Cache Preload
Data Caching (Disk Cache)
In the storage-compute separation architecture of ByConity, the use of cloud storage elongates I/O times. To address this issue, ByConity optimizes read-write performance by implementing a Disk Cache on each Worker. When data from remote storage is accessed, a local copy is cached on the Worker for faster subsequent access. If the Cache becomes full, ByConity employs an enhanced Bucket LRU algorithm to evict data. Additionally, ByConity caches metadata in the Server's memory, using Tables and Partitions as granularity.
Preloading (Cache Preload)
In version 0.2.0, ByConity introduced optimizations for cold reads by supporting the Cache Preload feature. In the storage-compute separation architecture, the Disk Cache concept is utilized, where accessed data is cached and eviction strategies are employed to remove data that hasn't been accessed recently or infrequently. However, cold reads can still occur, degrading read-write performance. Therefore, it's desirable to accelerate the data loading process, essentially "preheating" the cache by loading data before user queries.
Preloading involves fetching data from remote storage and storing it in the local disk cache beforehand, thus speeding up impending queries. Once preloading is complete, queries can directly read data from the local disk rather than remote storage. Currently, Cache Preload supports two types: Automatic Preload and Manual Preload. Additionally, preloading can be configured to include only metadata (Meta), only data (Data), or both Meta and Data simultaneously.
How to Enable and Configure
Set the table-level
parts_preload_level
to a value greater than 0 (defaults to 0 if not set). This can be updated using the following DDL command:ALTER TABLE [db.]table_name MODIFY SETTING parts_preload_level = {level};
Where
{level}
has the following meanings:- 0: Disable preloading for the table.
- 1: Enable preloading for the table, but only preload metadata including checksums, primary indexes, and markers.
- 2: Enable preloading for the table, but only preload data, excluding metadata.
- 3: Enable preloading for the table, preload both metadata and some data.
Ensure the table-level
enable_local_disk_cache
is set to 1 (defaults to 1 if not set). This can be updated using the following DDL command:ALTER TABLE [db.]table_name MODIFY SETTING enable_local_disk_cache = 1;
Set the system-level
parts_preload_level
in theuser.xml
configuration file to a value greater than 0 (defaults to 1).- 0: Disable preloading globally. This means preloading operations will be turned off for all tables, even if the table-level
parts_preload_level
is set to a value greater than 0. - 1: Allow table-level preloading operations, and the actual preloading level will depend on the table settings.

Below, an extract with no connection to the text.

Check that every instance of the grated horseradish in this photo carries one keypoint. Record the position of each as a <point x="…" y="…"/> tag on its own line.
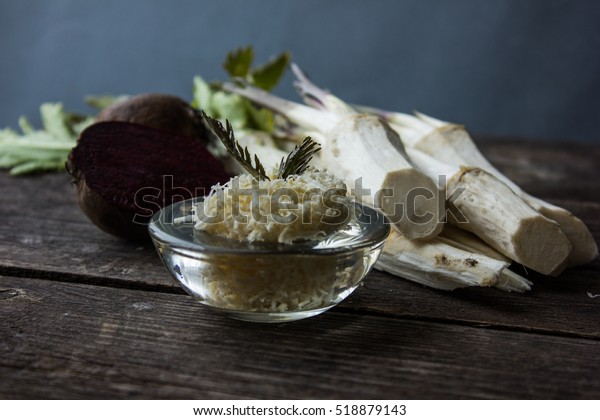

- 0: Disable preloading globally. This means preloading operations will be turned off for all tables, even if the table-level
Manual Preloading
For older data in tables where preloading was not enabled initially, manual preloading can be triggered using the following DDL:
ALTER DISK CACHE PRELOAD TABLE [db.]table_name [PARTITION p] [SYNC|ASYNC] [SETTINGS parts_preload_level = {level}, virtual_warehouse = {vw_name}];
- Partition
p
: Specifies the target partition for loading. If omitted, all data within the table will be preloaded by default. SYNC
|ASYNC
: Determines whether preloading should be synchronous or asynchronous.ASYNC
returns success immediately, whileSYNC
blocks until preloading is complete.parts_preload_level
: Overrides the table-level preloading level for manual preloading if specified.virtual_warehouse
: Specifies the target virtual warehouse node for preloading.
Notes:
- Newly inserted data is automatically preloaded to the local disk. The target vw node is determined by the
virtual_warehouse
binding in the table settings, and the preloading level depends on theparts_preload_level
table setting. - Data resulting from merges is also automatically preloaded to the local disk. The target vw node and preloading level are determined similarly based on the table settings.